Anti-cohabitation law under legal fire

Associated Press

RALEIGH, N.C. – There are some 144,000 unmarried couples living together in North Carolina, and they are all breaking the law – a statute that has been on the books since 1805.

The law against cohabitation is rarely enforced. But now the American Civil Liberties Union is suing to overturn it altogether, on behalf of a former sheriff’s dispatcher who says she had to quit her job because she wouldn’t marry her live-in boyfriend.

Deborah Hobbs, 40, says her boss, Sheriff Carson Smith of Pender County, near Wilmington, told her to get married, move out or find another job after he found out she and her boyfriend had been living together for three years.

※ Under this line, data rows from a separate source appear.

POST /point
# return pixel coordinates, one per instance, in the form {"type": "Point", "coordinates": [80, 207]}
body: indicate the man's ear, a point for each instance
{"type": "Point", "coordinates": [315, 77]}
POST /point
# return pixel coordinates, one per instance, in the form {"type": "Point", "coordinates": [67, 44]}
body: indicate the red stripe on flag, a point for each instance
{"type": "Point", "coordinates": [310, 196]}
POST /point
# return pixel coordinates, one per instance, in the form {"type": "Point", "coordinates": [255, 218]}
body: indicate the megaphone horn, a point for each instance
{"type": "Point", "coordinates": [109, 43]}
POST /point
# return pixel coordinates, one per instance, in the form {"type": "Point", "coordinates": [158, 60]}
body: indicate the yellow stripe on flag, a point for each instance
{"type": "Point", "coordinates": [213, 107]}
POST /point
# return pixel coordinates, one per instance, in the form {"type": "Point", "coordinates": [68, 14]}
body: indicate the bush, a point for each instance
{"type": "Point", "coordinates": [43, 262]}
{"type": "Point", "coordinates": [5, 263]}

The couple didn’t want to get married, so Hobbs quit.

Her lawsuit, filed in March, seeks to have the law declared unconstitutional.

The sheriff said last year that Hobbs’ employment was a moral issue as well as a legal question. He said he tries to avoid hiring people who openly live together, but he doesn’t send out deputies to enforce the law.

Hobbs, who is still living with her boyfriend, declined to be interviewed.

Rudinger and other experts believe a 2003 Supreme Court ruling striking down a Texas anti-sodomy law may undermine North Carolina’s cohabitation law, which carries a fine of up to $1,000 and up to 60 days in jail.

North Carolina is one of seven states that still have laws on the books prohibiting cohabitation of unmarried couples. The others are Virginia, West Virginia, Florida, Michigan, Mississippi and North Dakota. North Carolina appears to be the only state where the law is being challenged.

The Virginia Supreme Court in January responded to the Lawrence v. Texas decision by striking down that state’s rarely enforced state law prohibiting sex between unmarried people. But a Virginia law against cohabitation remains on the books.

In January, the North Dakota House defeated a challenge to its cohabitation law on a 52-37 vote.

There were roughly three dozen cohabitation-related charges filed in North Carolina between 1997 and 2004, according to state figures. But the number of people actually convicted under the law – formally known as the fornication and adultery statute – is not clear, said Patrick Tamer, a statistician with the North Carolina court system.